America’s southern Appalachian Mountains are rich in history and legend. From famous frontiersmen like Daniel Boone to folk singers like John Denver, these rugged mountains have inspired generations of Americans. They’re also remarkably wild given how close they are to major population centers on the East Coast. Numerous Wilderness Areas provide solitude and respite for year-round visitors.
Through a unique partnership between the NFF, Southern Appalachian Wilderness Stewards (SAWS) and the Naval Academy, many of the Wilderness Areas on Virginia’s George Washington-Jefferson National Forest will be receiving much needed trail and campsite maintenance and visitor use monitoring in 2018.

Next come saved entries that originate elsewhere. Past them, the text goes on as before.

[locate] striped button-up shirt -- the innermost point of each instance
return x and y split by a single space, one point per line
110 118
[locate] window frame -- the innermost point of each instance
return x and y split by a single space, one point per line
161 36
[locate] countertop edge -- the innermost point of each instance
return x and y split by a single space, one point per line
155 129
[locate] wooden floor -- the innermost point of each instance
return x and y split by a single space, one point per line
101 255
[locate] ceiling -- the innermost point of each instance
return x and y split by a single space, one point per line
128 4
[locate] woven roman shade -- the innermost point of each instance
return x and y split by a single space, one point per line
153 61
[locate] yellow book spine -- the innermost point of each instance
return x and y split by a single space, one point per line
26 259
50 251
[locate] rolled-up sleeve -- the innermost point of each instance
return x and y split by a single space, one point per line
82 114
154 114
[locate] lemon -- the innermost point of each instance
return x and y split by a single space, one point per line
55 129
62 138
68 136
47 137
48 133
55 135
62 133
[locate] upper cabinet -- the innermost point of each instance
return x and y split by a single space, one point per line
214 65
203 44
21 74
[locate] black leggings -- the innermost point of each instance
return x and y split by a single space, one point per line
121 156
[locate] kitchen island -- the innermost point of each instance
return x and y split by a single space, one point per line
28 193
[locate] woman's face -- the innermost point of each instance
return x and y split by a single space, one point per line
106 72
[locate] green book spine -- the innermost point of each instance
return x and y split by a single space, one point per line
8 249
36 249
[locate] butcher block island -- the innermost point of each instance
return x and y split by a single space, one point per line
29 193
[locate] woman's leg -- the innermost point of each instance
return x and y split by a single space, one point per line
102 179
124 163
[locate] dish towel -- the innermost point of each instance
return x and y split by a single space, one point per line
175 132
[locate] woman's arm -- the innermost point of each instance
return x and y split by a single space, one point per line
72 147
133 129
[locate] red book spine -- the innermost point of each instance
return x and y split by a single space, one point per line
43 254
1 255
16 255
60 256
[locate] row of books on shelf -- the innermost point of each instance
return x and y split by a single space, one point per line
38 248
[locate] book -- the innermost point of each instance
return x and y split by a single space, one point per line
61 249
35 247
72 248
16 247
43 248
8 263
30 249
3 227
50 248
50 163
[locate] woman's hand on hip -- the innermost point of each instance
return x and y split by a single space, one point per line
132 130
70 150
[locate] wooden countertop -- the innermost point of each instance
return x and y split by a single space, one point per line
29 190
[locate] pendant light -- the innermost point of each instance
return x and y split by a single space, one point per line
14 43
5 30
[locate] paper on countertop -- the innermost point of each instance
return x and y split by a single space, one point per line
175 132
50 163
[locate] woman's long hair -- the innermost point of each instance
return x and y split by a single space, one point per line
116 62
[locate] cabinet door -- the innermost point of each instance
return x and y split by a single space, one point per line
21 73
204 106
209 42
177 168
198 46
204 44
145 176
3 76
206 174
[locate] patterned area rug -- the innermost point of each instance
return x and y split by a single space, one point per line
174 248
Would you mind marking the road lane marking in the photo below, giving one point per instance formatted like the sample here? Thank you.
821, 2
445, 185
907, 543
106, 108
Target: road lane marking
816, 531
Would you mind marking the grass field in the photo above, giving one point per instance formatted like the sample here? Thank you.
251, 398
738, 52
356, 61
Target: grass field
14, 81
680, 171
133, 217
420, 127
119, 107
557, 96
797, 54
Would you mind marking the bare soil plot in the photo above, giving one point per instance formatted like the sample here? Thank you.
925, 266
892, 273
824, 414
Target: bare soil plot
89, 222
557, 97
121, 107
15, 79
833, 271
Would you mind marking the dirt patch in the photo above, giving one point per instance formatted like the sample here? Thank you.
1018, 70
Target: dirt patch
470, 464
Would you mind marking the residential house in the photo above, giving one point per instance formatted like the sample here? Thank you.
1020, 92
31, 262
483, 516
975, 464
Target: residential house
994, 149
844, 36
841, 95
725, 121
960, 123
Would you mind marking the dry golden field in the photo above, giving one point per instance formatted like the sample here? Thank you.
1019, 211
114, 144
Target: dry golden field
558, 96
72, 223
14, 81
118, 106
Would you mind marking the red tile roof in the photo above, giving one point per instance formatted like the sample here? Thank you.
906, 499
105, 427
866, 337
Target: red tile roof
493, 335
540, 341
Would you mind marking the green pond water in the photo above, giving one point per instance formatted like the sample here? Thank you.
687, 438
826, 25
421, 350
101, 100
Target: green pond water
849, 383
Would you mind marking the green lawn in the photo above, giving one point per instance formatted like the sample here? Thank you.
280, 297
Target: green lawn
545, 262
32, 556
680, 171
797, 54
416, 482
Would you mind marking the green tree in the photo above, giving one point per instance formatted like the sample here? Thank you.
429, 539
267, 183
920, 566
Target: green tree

Throughout the summer, three crews of Naval Academy midshipmen worked with SAWS to organize and lead restoration efforts on trails, rehabilitated unauthorized campsites and engaged with visitors. The Wilderness Areas benefited and the midshipmen gained valuable leadership skills that they can use as future Naval Officers. With its close proximity to Washington, DC and other eastern cities, the George Washington-Jefferson National Forest is one of the most visited Forests in the East.
This innovative partnership highlights how bringing together diverse groups can reap benefits for all.
- 7.64 miles of trail improved or maintained
- 36 downed trees removed from the trail
- 84 trail drainage structures installed or repaired
- Built a half mile of new trail
- 25 rocks steps or check dams installed
The SAWS and Naval Academy Crews worked across several Wilderness Areas on the George Washington-Jefferson and Cherokee National Forests, with a focus on trail improvements. This unique partnership gave the Midshipmen leadership training, while immersing them in our National Forests. The crew also led volunteer days focused on equestrian trails in the Thunder Ridge and James River Face Wilderness Areas. Thanks to SAWS and the Midshipmen for their dedicated work this summer!